Include metadata in the parse result for renamed columns

Question

Include metadata in the parse result for renamed columns

jchen042 opened this issue a year ago · comments

Great project!
@pokoli - thanks for the update w.r.t. #982 #129 #956 . Will the lib consider adding the configs for the duplicated header? i.e. enable/disable the automatic renaming while keeping the capacity of reading the right column value, or including the renaming metadata to the ParseResult so the end developer will have more options to handle this scenario?

My proposal will be including the metadata to each column:

With the following CSV data:

c;c;c;c_1
1;2;3;4

The ParseResult.data will be like:

[{
  "c": {
    "originalName": "c",
    "value": "1"
  },
  "c_1": {
    "originalName": "c"
    "value": "2"
  },
  "c_2": {
    "originalName": "c",
    "value": 3
  },
  "c_3": {
    "originalName": "c",
    "value": 4
  }
}]

Alternatively, the column renaming metadata can be included in ParseResutl.meta, like:

"columnNameMapping": {
  "c": "c",
  "c_1": "c",
  "c_2": "c",
  "c_3": "c",
}

If this is a good idea, I'm happy to create a PR to handle it.

Sergi Almacellas Abellana · Answer 1 · Fri Mar 24 2023 16:21:11 GMT+0800 (China Standard Time)

HI @FallingCeilingS,

Thanks for your proposal. I think the best will be to include the renamed columns in metadata, so the original values can be restored back by just reading them.

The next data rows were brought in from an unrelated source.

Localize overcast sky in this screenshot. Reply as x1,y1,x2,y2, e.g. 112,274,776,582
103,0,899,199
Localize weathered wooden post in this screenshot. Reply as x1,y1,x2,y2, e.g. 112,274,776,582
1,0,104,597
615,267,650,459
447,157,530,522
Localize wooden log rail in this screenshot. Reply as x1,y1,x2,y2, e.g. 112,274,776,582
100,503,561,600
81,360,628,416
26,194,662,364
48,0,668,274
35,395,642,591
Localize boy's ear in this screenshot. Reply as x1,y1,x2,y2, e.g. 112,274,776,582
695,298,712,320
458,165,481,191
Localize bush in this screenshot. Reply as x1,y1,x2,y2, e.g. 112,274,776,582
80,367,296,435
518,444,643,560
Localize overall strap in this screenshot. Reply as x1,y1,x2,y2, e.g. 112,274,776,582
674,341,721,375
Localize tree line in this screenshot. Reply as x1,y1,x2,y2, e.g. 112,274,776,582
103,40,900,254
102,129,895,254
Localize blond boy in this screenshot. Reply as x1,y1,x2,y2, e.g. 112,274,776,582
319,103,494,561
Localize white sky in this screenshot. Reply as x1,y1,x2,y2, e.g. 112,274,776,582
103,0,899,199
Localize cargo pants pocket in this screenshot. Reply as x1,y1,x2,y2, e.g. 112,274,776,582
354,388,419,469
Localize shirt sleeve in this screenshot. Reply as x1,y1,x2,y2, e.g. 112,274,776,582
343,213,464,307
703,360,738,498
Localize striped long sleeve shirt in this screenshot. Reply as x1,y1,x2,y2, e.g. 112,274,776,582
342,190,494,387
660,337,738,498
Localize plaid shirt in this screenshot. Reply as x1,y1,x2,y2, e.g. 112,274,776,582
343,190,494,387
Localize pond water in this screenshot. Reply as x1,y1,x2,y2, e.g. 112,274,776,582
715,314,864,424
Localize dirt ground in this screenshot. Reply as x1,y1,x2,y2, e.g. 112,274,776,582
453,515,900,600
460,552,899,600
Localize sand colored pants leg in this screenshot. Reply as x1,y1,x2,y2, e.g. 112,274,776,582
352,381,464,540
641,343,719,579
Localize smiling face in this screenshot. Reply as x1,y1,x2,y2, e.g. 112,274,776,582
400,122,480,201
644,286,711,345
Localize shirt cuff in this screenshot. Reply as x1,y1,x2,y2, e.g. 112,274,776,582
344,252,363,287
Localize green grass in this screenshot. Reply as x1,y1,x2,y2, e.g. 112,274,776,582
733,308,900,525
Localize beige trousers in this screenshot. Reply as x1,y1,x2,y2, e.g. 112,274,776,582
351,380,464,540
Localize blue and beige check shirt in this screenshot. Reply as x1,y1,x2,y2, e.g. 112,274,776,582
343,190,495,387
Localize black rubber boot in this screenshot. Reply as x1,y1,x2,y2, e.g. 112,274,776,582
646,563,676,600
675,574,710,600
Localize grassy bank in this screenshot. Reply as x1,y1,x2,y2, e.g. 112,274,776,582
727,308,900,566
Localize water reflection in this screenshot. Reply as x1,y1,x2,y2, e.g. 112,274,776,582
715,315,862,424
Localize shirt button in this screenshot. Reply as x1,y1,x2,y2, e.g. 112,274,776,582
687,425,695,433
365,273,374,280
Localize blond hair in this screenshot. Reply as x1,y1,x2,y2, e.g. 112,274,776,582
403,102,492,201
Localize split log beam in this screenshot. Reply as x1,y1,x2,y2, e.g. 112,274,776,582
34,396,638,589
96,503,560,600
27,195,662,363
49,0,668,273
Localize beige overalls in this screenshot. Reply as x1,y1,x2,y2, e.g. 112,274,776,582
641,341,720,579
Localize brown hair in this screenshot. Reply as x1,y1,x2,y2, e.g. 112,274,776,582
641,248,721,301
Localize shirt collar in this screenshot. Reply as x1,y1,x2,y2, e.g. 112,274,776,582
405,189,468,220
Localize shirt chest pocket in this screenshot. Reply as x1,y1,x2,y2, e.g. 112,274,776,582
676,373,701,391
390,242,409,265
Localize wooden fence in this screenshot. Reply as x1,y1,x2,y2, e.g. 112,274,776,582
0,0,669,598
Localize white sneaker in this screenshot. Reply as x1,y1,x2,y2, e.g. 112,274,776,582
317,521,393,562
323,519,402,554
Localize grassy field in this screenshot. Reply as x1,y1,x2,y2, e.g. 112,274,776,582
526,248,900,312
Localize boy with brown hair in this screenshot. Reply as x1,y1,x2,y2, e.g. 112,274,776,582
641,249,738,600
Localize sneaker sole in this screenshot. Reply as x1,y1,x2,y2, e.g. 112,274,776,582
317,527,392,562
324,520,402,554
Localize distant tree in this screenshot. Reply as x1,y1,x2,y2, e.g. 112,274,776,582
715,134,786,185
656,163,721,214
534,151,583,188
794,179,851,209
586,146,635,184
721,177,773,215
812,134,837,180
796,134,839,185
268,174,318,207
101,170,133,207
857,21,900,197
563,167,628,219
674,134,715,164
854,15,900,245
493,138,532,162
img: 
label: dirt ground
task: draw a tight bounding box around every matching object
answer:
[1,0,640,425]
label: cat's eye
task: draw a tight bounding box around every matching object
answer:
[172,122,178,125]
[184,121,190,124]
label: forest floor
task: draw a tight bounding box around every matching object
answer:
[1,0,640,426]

It will be great if you can create a MR for it.
I will expect that the tests cases are extendend to test that the proper metadata is generate but also that the documentation is extended to explain the new available metadata.

I think the property should be named renamedHeaders so it can be accessed with ParseResult.meta.renamedHeaders

Junxiang Chen · Answer 2 · Fri Mar 24 2023 16:36:34 GMT+0800 (China Standard Time)

Thanks for the reply @pokoli - I'll create a PR once I have free time.

Sergi Almacellas Abellana · Answer 3 · Fri Mar 24 2023 16:38:52 GMT+0800 (China Standard Time)

Thank you so much for taking the effort!

Junxiang Chen · Answer 4 · Wed Mar 29 2023 00:34:49 GMT+0800 (China Standard Time)

@pokoli - the PR is ready for review.

Junxiang Chen · Answer 5 · Tue Apr 04 2023 11:54:01 GMT+0800 (China Standard Time)

CC: @mholt .

Junxiang Chen · Answer 6 · Tue Apr 11 2023 09:15:44 GMT+0800 (China Standard Time)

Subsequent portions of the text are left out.